Nazir explained that the peat agency will soon be submitting spatially-based legal recommendations to the Environment and Forestry Ministry and Agrarian and Spatial Planning Ministry / National Land Agency as the first stage in the revision of the operational plans of pulpwood and palm oil concessions located in certain landscapes.

“We are prioritizing landscape level peat restoration in the priority regencies as set out in the presidential regulation,” he pointed out.

The Peat Agency Chief added that these recommendations would call for peat restoration efforts to be focused on peatlands burned last year, which covered a substantial area and involved several companies with concessions adjoining each other in a broad landscape.
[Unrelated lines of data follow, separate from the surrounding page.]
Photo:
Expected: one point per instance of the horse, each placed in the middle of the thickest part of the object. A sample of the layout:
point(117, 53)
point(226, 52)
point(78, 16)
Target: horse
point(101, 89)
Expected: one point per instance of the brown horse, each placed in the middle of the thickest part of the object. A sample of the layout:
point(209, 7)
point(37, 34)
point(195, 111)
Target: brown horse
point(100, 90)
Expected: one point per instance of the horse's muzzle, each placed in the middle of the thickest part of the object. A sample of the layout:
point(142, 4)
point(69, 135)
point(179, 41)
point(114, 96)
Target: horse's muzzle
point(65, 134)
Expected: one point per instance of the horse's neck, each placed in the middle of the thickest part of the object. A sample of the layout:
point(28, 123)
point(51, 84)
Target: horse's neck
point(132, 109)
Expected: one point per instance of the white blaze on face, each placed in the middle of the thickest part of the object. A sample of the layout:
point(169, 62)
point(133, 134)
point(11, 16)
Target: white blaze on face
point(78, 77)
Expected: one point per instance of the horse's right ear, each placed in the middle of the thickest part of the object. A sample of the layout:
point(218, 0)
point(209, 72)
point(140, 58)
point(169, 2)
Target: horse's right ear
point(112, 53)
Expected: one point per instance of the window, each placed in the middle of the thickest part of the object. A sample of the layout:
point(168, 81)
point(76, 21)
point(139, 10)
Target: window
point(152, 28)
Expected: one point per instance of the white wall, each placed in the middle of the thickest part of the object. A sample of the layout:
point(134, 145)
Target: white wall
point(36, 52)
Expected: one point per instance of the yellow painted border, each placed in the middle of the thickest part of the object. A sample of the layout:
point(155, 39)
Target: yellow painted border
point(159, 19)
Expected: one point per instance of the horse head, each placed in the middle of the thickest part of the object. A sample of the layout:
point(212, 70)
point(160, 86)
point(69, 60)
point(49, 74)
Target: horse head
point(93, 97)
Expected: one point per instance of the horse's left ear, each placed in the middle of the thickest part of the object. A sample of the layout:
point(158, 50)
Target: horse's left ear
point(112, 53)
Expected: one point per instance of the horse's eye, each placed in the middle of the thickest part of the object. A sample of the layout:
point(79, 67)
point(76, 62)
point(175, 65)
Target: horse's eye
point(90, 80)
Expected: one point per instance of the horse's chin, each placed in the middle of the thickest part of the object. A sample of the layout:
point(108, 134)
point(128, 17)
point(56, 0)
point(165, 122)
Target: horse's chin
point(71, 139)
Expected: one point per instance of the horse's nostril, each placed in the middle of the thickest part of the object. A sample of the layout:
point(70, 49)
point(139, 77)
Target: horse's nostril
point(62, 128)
“We are focusing on saving the peat domes that are scattered throughout the concessions situated in an extensive landscape.”

He went on to describe how the peat agency had already identified several prioritized landscapes this year which would serve as the basis for the peat agency’s recommendations.

“In the event that there are several concessions located in one landscape under the control of a single business group, this will be seen as a measure worthy of attention. Basically, landscape level peat restoration will have to be performed in an effective manner, including by engaging the communities located in the landscape concerned.”

Nazir reiterated that the massive peat fires mostly from last year, which proved difficult to extinguish with any kind of equipment, took place in drained peat domes located in concession areas, especially in South Sumatra province.

“It is very relevant from a technical perspective to understand why our President asked for peat domes found in concession areas to be included in peat restoration efforts. President Jokowi is a forester, so of course he has good knowledge about peat restoration, and in particular the need for peat domes to be salvaged.”

He emphasized that business groups whose concessions were partly made up of peat domes would certainly have to be prepared to take part in the peat restoration scheme. This, he added, was in the long-term interests of the business groups, especially in terms of long-term business sustainability.

“It is essential that we have the commitment of the owners of pulp & paper and palm oil business groups that they are willing to phase out doing business in peat domes. To this end, we are continuing to communicate with these owners. Clearly they need to accept the directive of the President to phase out any business that involves peat domes.”

Nazir explained that this phasing-out process would be incorporated into the revised operational plans of companies whose business presently still involves peat domes in their concessions.

“The revised operational plans of these companies will serve as a test of the owners’ commitment. We require a legally-binding commitment in the form of revisions to these legal documents.”